Il Circus ha fatto tappa da queste parti una sola volta, in occasione del Gran Premio di Francia 1967. La gara si svolge il 2 Luglio, a tre settimane dalla 24 Ore, e ciò non depone a vantaggio dell’affluenza degli spettatori (20.000 appena i presenti). Tra l’altro, il circuito non incontra i favori nè dei piloti nè dei fans, giudicato molto noioso, con Hulme che lo soprannomina “Mickey Mouse”, a causa della sua forma. Alcuni dei piloti impegnati, inoltre, rivelarono di aver sperato di correre sul circuito della 24 Ore, quando annunciarono l’approdo della Formula 1 da queste parti. In qualifica è Graham Hill (Lotus) a realizzare la pole, davanti Brabham, staccato di un decimo, Gurney (Eagle) e Clark. Amon, con l’unica Ferrari, è 7°. La gara, dopo un buon start di Brabham, leader dal 2° al 4° giro, vede le due Lotus alternarsi al comando, almeno fino a che problemi identici al cambio su entrambe le 49 mettano ko prima Hill al giro 14 e poi Clark, out al giro 24. Al comando torna Brabham, davanti a Gurney e ad Amon, poi superato dall’altra BT24 di Hulme (giro 30). Tra il 41° e il 48° passaggio, abbandonano anche Gurney (perdita di benzina) e Amon (acceleratore). Alle spalle delle due Brabham, così, sale la BRM di Stewart. La classifica non cambia più e Black Jack porta a casa la vittoria #12 in carriera e la doppietta per la sua scuderia. In seguito a questa esperienza nel complesso deludente, la Formula 1 non farà più ritorno a Le Mans.

Jack Brabham, vincitore dell’unico Gran Premio di Francia, disputatosi a Le Mans, nel 1967 (foto da: pinterest.com)

F1 GP FRANCIA: DIGIONE (1974, 1977, 1979, 1981, 1984)

L’idea di un circuito dalle parti della città della Borgogna risale al 1968, quando François Chambelland (giocatore di rugby e wrestler) lancia il progetto “Stade Automobile à Dijon“. Avvalendosi della collaborazione dei piloti Beltoise e Cevert per quanto riguarda la progettazione, il circuito, sito nel sobborgo di Prenois, vede la luce nel 1972, venendo inaugurato il 26 Maggio, con il primo giro di pista effettuato da Guy Ligier e una gara del Campionato Europeo Prototipi (vittoria di Arturo Merzario).
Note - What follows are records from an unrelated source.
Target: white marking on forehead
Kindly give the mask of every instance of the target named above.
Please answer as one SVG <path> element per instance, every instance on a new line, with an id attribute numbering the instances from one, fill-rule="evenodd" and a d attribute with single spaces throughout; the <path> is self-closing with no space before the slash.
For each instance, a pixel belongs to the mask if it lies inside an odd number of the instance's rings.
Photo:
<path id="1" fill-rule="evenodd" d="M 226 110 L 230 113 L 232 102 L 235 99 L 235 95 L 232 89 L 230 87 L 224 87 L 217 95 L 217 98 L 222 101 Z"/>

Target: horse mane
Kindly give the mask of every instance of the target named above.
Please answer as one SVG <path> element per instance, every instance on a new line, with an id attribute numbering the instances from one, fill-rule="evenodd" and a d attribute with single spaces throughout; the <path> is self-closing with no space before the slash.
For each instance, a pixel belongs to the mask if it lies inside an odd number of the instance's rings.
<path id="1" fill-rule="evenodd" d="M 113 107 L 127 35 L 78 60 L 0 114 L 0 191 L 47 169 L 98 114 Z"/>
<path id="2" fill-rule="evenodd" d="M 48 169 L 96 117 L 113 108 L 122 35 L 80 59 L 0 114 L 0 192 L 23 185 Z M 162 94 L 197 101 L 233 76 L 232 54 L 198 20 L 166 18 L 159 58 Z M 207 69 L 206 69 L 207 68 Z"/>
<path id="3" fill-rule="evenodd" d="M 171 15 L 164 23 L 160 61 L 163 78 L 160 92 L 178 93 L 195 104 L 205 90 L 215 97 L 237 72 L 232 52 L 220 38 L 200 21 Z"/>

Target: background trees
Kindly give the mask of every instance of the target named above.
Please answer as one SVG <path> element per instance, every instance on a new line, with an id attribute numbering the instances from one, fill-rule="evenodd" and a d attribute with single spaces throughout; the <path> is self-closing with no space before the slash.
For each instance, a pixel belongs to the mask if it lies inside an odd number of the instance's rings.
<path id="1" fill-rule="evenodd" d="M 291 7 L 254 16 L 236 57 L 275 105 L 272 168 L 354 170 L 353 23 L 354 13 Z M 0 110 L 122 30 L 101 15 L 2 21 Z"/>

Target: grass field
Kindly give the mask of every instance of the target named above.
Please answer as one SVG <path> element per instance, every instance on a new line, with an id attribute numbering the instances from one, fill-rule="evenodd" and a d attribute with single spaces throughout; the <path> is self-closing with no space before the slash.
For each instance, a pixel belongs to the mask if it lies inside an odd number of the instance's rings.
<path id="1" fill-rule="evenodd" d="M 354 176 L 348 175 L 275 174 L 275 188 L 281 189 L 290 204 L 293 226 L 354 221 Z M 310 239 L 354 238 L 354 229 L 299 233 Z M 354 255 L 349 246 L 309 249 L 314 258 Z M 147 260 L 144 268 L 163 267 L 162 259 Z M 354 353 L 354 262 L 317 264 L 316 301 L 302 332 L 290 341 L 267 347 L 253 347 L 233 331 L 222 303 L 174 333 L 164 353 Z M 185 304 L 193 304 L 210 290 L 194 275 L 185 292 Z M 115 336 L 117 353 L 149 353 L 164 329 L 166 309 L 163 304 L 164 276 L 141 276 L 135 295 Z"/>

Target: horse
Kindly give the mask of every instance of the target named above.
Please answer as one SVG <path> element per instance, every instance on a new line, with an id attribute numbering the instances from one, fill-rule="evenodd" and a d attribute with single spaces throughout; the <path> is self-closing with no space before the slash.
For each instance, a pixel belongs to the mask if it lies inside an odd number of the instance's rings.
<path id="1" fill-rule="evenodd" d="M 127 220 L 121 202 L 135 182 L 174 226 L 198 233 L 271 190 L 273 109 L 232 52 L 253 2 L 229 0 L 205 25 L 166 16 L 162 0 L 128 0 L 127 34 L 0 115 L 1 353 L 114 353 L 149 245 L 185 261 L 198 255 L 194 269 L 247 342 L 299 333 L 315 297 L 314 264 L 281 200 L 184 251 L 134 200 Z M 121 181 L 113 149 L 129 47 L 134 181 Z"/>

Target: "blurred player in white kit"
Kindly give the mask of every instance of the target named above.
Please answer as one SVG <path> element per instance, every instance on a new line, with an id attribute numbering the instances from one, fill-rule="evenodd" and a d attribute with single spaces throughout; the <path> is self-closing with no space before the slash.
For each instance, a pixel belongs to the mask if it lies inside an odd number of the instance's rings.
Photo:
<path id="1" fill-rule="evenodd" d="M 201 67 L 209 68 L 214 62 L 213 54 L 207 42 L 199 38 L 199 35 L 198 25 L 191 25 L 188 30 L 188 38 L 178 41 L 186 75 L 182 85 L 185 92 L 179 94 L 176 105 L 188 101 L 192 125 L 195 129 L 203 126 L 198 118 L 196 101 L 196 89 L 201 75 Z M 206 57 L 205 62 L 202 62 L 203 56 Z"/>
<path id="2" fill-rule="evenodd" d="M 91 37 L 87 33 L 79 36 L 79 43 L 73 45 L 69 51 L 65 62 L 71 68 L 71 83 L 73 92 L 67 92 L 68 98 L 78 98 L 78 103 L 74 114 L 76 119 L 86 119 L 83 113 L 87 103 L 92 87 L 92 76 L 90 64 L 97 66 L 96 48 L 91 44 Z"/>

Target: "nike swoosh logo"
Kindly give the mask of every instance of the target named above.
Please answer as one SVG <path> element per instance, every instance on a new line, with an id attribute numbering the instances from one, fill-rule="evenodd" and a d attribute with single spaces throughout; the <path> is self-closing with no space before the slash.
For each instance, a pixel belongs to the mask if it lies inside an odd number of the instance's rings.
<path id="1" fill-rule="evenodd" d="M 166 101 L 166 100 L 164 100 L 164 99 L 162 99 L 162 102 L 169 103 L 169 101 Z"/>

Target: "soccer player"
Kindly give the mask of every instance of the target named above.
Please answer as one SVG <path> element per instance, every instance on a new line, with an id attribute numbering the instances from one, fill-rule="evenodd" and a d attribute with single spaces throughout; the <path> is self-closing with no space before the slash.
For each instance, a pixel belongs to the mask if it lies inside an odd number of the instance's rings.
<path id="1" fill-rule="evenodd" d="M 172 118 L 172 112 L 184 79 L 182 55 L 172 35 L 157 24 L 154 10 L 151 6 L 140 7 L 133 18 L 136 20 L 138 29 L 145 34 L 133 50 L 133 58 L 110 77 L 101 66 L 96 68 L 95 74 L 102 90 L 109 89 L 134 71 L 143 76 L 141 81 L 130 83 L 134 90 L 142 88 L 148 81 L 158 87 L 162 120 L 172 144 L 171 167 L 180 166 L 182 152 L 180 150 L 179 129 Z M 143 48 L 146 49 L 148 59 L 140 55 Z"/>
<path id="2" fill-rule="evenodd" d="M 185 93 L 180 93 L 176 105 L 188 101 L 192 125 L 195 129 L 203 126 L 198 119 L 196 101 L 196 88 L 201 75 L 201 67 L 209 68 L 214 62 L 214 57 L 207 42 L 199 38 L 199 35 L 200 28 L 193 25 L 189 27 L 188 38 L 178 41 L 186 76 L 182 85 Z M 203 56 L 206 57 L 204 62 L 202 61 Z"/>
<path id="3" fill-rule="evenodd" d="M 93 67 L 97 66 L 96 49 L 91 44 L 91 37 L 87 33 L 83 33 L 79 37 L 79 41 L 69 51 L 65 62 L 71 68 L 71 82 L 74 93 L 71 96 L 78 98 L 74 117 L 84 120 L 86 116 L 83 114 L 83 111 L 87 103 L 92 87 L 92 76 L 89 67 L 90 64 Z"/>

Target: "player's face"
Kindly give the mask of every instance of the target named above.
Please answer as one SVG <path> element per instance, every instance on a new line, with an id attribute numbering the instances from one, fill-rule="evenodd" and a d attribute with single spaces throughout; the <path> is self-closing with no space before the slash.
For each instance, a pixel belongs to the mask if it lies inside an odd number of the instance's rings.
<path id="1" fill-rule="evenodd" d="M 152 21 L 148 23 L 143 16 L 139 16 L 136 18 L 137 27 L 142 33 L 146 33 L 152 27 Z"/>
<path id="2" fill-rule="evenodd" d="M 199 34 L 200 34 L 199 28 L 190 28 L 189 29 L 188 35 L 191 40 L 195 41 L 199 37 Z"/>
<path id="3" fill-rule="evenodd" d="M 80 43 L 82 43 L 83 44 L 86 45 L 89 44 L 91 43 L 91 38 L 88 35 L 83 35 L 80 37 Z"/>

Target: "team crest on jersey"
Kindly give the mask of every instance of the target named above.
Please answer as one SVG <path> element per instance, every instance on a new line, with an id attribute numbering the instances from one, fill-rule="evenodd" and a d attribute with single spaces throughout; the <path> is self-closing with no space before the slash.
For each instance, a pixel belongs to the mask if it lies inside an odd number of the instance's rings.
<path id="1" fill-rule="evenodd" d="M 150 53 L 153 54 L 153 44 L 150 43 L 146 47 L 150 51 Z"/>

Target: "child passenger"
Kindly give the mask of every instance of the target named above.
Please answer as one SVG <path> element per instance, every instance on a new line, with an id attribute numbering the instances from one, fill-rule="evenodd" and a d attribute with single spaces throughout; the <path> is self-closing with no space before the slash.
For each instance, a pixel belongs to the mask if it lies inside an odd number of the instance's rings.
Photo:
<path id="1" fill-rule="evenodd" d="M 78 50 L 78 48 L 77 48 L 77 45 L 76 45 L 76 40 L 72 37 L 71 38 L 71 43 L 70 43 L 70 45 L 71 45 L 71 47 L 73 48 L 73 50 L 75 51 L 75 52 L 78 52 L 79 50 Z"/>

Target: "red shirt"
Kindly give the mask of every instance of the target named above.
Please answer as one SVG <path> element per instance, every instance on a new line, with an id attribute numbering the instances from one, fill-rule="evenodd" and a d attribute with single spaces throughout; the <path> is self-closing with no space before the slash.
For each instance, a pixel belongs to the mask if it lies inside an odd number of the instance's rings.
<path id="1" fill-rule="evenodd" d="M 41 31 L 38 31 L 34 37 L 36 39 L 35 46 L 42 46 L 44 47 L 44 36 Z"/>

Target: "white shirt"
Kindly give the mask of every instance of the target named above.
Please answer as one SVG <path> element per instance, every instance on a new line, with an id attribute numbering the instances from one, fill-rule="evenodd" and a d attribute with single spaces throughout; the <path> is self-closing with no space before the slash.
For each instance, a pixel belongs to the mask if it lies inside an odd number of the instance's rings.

Lungo 3.289 metri, il circuito (con apprezzabili variazioni di pendenza) si caratterizza per essere praticamente diviso in due parti, con il lunghissimo rettilineo dei box da una parte, e una sinuosa zona opposta dall’altra; raccordate da due lunghi curvoni. Alla fine del rettilineo (Ligne Droite de la Fouine), si affrontava il curvone a destra Villeroy, seguito dalla S de Sablières, ovvero un lungo sinistra-destra. I piloti arrivavano quindi alla S de la bretelle (sinistra-destra-sinistra), con la veloce Curbes des Gorgeolles immediatamente dopo. Dopo aver superato la Virage de la Combe, tornante medio-lento a destra, e un breve allungo, il curvone Pouas (ancora a destra) lanciava nuovamente sul rettilineo dei box.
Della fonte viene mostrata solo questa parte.